L’odeur du secteur l'assaillit : un mélange écœurant de graisse de moteur rance, de cadavres de rats en décomposition et de l’ozone métallique des générateurs qui agonisaient dans la brume. À ses côtés, ou plutôt dans l’ombre de sa propre conscience, Killian n’était plus une présence distincte. Il était une nappe d'huile sur son esprit, une chaleur malsaine qui lui léchait les lobes frontaux. Elle voyait à travers ses yeux à lui, une superposition de spectres thermiques et de données balistiques qui s’affichaient sur sa rétine, brouillant la réalité.
— *Respire avec moi, petite chose*, murmura la voix de Killian, directement injectée dans son nerf auditif.
Le son n’était pas une parole, mais une vibration qui faisait vibrer ses dents. Axelle sentit sa propre mâchoire se contracter jusqu’à ce qu’un craquement sec résonne dans son crâne. Ses gencives saignaient, le goût du fer envahissant sa bouche, mêlé à la saveur de vieux cuivre du lien neural. Devant eux, une patrouille de la Chimera émergea de la vapeur, des silhouettes massives, des blocs de chrome et de kevlar. Ils étaient ses anciens bourreaux. Ils étaient maintenant ses proies.
Une mouche, attirée par l’humidité suintante de son port d’accès, se posa sur la tempe d’Axelle. Elle sentit chaque mouvement des pattes poilues de l’insecte, une micro-agression qui fut amplifiée par le lien jusqu'à devenir une torture. Killian rit dans son sang. Soudain, le monde bascula. Le rythme lent et rampant de la traque explosa.

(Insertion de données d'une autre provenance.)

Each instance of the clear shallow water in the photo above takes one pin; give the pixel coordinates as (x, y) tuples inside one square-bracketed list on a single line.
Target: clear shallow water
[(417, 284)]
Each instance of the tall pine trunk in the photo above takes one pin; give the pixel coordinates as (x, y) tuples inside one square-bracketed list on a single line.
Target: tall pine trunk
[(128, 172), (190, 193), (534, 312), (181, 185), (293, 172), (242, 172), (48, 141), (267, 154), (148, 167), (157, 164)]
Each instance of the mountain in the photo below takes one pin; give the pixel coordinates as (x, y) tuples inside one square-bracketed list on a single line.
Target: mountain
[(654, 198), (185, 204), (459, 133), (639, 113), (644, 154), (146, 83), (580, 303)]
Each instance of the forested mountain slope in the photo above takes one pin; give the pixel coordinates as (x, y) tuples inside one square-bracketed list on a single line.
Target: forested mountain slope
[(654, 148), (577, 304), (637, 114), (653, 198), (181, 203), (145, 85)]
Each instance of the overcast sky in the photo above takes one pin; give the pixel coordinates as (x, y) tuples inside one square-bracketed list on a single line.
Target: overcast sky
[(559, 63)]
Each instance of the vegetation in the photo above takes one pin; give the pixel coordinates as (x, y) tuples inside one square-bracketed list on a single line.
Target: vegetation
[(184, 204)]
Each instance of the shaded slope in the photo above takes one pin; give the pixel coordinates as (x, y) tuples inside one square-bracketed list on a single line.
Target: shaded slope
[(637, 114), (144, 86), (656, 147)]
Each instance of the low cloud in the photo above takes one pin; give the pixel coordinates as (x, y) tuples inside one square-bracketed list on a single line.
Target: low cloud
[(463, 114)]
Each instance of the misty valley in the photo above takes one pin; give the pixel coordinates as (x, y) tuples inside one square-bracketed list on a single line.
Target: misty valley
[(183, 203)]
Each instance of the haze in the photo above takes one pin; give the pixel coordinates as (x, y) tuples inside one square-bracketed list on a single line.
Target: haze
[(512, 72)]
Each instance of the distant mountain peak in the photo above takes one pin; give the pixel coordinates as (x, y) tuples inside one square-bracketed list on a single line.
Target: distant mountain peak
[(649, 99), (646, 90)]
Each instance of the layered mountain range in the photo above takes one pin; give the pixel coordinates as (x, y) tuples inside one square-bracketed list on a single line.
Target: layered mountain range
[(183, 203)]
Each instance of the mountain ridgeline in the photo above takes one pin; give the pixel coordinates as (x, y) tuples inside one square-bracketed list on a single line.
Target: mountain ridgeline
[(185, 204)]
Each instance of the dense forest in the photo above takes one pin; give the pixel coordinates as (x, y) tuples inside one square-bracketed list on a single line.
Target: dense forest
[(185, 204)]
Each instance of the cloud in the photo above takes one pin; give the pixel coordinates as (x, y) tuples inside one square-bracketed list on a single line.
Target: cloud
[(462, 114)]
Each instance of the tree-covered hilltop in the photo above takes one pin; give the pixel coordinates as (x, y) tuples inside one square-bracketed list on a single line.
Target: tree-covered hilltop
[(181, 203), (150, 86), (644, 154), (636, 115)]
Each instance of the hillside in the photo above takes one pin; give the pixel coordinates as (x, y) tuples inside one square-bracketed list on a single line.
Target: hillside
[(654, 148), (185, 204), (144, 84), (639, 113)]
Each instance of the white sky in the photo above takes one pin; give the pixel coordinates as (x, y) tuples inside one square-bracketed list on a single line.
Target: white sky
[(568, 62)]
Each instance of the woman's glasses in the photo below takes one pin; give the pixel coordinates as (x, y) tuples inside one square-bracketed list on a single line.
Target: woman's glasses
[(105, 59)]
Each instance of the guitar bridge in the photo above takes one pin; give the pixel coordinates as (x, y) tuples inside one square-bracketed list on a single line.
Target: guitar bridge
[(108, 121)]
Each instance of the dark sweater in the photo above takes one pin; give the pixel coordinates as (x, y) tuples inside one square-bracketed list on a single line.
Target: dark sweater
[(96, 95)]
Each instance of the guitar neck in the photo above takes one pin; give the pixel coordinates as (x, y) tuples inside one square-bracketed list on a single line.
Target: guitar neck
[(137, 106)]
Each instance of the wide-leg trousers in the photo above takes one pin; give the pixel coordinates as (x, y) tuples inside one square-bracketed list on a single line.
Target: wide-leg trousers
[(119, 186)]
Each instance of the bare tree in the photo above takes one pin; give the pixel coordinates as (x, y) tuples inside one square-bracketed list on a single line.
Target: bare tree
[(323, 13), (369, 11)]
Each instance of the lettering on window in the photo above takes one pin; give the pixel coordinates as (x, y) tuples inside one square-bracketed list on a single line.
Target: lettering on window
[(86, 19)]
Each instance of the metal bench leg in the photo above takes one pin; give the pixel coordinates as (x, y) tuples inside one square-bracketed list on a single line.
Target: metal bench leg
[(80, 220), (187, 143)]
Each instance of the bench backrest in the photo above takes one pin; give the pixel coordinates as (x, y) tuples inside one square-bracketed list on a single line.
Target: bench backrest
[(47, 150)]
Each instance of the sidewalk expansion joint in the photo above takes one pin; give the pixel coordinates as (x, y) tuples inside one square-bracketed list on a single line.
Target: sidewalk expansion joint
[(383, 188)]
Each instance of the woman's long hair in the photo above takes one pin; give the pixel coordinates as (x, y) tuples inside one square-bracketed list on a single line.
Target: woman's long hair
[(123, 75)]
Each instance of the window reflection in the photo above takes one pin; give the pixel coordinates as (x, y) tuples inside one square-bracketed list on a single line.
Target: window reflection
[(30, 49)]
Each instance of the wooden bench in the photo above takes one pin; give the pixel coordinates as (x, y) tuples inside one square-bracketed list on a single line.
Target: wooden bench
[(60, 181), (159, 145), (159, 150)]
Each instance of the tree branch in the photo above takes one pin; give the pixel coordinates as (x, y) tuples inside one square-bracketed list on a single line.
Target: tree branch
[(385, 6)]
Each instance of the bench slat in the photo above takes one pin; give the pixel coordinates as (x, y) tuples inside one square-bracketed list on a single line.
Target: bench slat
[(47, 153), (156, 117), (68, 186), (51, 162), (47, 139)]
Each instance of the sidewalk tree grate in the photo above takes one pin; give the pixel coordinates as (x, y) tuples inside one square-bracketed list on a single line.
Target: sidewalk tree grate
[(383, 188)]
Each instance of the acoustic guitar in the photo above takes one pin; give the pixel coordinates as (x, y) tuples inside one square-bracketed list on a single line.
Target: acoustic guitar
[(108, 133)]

Ses jambes ne lui appartenaient plus. Elles se détendirent avec une puissance mécanique, la projetant dans la boue noire. Le premier garde n’eut pas le temps de lever son fusil. Axelle sentit ses propres mains — ses mains fines, aux ongles rongés — se refermer sur le casque de l'homme. La force qui animait ses bras était surnaturelle, une extension de la volonté de Killian. Elle entendit le grincement du métal qui cède, puis le son mou, étouffé, des vertèbres cervicales qui se brisent comme du bois sec.
Ce n’était pas de la douleur. C’était une décharge de dopamine si violente qu’elle en eut une absence. Un éclair blanc derrière les paupières. Killian jouissait de la mort à travers ses nerfs, et elle, elle recevait le reflux de cette extase. C’était une marée de goudron brûlant qui lui remplissait les poumons. Elle voulait hurler, mais ses cordes vocales étaient verrouillées par le lien. Elle ne pouvait que respirer le râle d'agonie de l'homme qu'elle venait de briser.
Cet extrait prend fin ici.